Light showed in the crack under the door, and footsteps sounded. The voices got louder.

“I don’t know why you insisted on this meeting,” she heard a male voice say.

A nudge on her arm pulled her attention back to Sean. He aimed his light at the ceiling, clicked it on and off twice, pointed at himself, her, then up at the ceiling, and then handed her the flashlight.

Was that supposed to be some kind of signal, she wondered frantically.

Sean moved quietly as a cat on top of the desk. “Light.” His whisper cut through the stillness. “Up,” he snapped, squinting angrily as the beam hit him full in the face.

Realization dawned as he reached up and carefully, quietly popped a ceiling panel from the frame and shifted it to the side. He beckoned her up onto the desk.

“Careful,” he whispered and she nodded, gently shifting her foot away from the jar of pens stacked in the middle of the desk top.

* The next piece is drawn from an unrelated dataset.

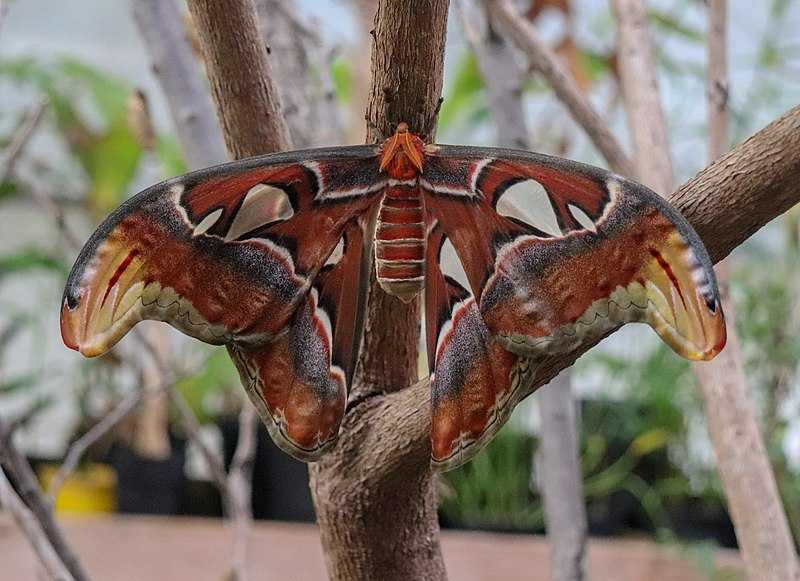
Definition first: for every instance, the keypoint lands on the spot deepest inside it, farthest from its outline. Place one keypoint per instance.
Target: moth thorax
(400, 242)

She raised her hands up but was barely able to curl her fingers around the edges of the panel. Strong hands gripped her hips and lifted her. She smothered a grunt as she got her elbows up over the edge and used them to help pull herself up. Sean’s hands moved to her butt and finished boosting her through the hole.

She rolled to the side and heard a
thunk
as Sean put the flashlight up through the opening. In the pitch black, every sound was magnified. As Sean reached to pull himself up after her, Krista swore the sound of plaster shifting echoed like a bullet in the room below. She held her breath, expecting the door to burst open at any second.

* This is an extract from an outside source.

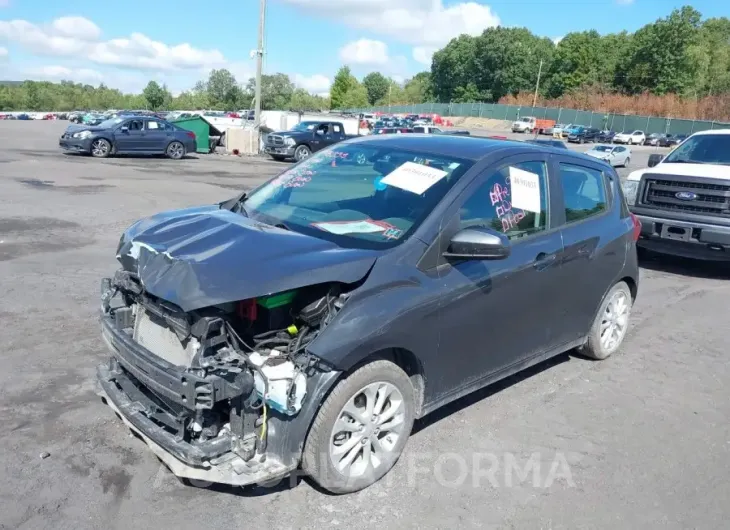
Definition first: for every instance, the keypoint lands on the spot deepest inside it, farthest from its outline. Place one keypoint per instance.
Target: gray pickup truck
(303, 139)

But so far, so good, and Sean reached for the light and shined it on the opening long enough to make sure he placed it back squarely and securely. “Let’s hope they don’t notice the plaster dust on the desk,” he whispered. The panel slid into place, and Krista thought of the wall of cabinets whose contents they hadn’t had time to search.

They had the contents of Maxwell’s hard drive, she consoled herself. It had to be enough.

For what?
a doubtful inner voice taunted her.
You broke into his private property and stole the information. No matter what he’s up to, you’ll never be able to use it against him in court.